| Uncle Yanco


Oncle Yanco

Agnès Varda

France/US, 1967


Review by Evan Kindley

Posted on 23 July 2010

Source MUBI streaming video

Categories Viva Varda: The Films of Agnès Varda

The niece wanted to show her uncle to the audience of the dark theater.”

In 1967 Agnès Varda found herself accompanying her husband Jacques Demy on an extended working vacation in the state of California. The opportunity to come to the States was provided by the surprise success of Demy’s musical The Umbrellas of Cherbourg and its sequel, The Young Girls of Rochefort, which were sufficiently popular to inspire Columbia Pictures to put up money for Model Shop, a typically sweet and color-saturated English-language melodrama set in Los Angeles and starring Anouk Aimée and Gary Lockwood. Like her husband, Varda also captured her reactions to their strange new milieu on film. But where Demy made a relatively high-budget studio picture, Varda used the opportunity to bring the experimental documentary techniques that she, Chris Marker, and other Rive Gauche filmmakers had begun to develop in France to the New World. Uncle Yanco is the first of the films Varda would make in California, and it’s also the most obviously personal, in that it records her first encounter with her uncle Jean (actually her cousin’s father, as she notes in the film, but why quibble?), a painter living on a houseboat in the “aquatic suburbia” of Sausalito, just across the bay from San Francisco.

Uncle Yanco is a seventy-four year-old man with a small white handlebar mustache and a barrel chest squeezed into a bright pink sweater; his great claim to fame, and to Agnès’ previous attention, was being the subject of a 1947 profile by Henry Miller in Circle magazine. In one of her trademark self-reflexive gestures, Varda reenacts their first meeting on a Sausalito pier several times for the camera in as many languages, complete with slates and botched takes. In contrast to her harder-edged work of the late 60s and 70s, Uncle Yanco is a thoroughly sunny film (in every sense of that word), suffused with Californian bonhomie and Hellenic hedonism in equal measures.
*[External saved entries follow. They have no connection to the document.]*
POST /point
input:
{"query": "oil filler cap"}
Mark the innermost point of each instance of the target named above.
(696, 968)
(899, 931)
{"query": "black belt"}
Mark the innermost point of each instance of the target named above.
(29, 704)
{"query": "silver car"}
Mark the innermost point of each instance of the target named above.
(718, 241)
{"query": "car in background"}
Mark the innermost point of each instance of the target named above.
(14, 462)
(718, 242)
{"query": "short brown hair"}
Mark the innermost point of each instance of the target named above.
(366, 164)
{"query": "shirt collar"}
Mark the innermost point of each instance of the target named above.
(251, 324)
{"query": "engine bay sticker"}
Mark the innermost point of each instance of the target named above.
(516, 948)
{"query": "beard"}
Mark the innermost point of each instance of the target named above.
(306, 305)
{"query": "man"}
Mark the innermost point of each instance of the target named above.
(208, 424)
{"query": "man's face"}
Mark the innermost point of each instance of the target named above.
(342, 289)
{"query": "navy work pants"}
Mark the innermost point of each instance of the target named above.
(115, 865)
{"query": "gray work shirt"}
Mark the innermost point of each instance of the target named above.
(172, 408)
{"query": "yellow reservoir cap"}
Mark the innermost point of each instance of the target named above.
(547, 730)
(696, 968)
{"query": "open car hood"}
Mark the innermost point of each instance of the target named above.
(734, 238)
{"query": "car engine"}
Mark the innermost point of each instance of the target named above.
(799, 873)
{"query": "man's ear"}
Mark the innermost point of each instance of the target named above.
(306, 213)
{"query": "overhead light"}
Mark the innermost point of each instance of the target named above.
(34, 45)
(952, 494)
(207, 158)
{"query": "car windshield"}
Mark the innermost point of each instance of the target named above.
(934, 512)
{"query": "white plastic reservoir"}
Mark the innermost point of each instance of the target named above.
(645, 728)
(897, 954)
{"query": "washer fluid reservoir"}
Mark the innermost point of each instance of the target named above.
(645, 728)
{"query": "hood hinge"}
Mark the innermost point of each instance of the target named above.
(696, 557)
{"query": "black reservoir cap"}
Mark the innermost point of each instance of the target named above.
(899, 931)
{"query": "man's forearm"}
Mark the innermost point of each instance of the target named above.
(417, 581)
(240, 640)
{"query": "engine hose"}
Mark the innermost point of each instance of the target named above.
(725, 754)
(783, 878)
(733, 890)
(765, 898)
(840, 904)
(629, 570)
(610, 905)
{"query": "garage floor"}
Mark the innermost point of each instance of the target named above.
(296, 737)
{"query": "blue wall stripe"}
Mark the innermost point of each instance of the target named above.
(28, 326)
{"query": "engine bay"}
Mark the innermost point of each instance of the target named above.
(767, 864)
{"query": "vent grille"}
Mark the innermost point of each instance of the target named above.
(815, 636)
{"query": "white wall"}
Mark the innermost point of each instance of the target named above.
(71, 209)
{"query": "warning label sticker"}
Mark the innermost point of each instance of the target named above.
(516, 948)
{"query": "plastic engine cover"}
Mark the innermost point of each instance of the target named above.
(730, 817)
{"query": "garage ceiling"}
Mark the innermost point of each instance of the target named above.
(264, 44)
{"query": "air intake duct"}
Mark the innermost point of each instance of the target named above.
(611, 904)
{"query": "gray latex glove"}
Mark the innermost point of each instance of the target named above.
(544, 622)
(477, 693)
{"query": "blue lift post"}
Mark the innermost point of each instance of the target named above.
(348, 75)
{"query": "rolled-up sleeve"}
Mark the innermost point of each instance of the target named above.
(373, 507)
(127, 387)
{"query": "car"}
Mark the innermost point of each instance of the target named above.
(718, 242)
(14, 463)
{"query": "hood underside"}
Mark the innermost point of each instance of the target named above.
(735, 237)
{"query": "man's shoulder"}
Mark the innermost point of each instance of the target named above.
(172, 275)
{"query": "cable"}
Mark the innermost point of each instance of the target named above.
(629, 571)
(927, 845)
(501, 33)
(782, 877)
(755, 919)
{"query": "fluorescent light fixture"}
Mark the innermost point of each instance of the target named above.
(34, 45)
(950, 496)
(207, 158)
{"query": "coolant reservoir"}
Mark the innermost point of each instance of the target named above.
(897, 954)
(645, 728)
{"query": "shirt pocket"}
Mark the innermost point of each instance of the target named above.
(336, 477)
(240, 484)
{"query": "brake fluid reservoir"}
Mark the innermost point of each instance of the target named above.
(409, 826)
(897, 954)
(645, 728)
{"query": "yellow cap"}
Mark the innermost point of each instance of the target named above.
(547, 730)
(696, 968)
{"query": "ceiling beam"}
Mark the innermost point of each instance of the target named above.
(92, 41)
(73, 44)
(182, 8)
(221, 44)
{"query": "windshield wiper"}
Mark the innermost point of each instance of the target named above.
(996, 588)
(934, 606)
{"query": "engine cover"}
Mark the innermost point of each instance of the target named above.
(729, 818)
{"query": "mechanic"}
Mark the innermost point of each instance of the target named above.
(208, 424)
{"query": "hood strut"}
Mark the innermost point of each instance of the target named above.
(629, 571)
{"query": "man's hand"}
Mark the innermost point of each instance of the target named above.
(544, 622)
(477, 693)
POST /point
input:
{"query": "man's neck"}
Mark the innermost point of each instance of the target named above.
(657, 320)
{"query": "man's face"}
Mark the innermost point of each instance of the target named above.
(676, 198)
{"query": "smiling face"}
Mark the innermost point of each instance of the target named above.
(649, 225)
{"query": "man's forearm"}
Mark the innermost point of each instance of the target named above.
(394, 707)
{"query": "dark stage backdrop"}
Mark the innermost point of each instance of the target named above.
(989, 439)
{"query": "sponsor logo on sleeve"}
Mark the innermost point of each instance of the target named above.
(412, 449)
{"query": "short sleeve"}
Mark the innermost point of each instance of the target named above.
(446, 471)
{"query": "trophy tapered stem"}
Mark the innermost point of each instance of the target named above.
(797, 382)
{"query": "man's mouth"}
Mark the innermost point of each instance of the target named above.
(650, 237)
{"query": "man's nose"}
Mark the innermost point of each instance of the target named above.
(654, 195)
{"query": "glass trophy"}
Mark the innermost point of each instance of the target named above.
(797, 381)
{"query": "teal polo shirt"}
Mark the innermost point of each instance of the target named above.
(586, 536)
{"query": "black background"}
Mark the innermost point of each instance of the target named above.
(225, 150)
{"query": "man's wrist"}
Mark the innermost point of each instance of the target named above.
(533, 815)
Though made at the height of the Direct Cinema movement in America, the film has a handcrafted artificiality, less like a live feed from a television news camera and more like a series of holiday snapshots laid side by side in a hand-stitched photo album.

More than just an Agnès Varda film about a relative, Uncle Yanco feels like a collaboration between the two artists. They share the voiceover track (the film was shot silent, with narration later overdubbed in French and, later, again into English) and both contribute visual ornamentation to the already spectacular Northern California seaside (Jean in the form of his pastel-hued Cubist-style mosaics, Agnès with her custom-made button badges and plastic heart-shaped transparencies). Indeed, they have a lot in common besides their bloodline, like broadly leftist political sentiments (anti-authoritarian, anti-war) and a strong, if slightly bemused, interest in the youth of America. (Yanco’s houseboat is frequently overrun with starry-eyed flower children, a situation he doesn’t seem to mind: “It seems that I am a point of reference, like a lighthouse,” he chuckles. Later, Agnès puts them to work as human mannequins, posing them with buttons emblazoned VIVA VARDA placed on unusual parts of their bodies.)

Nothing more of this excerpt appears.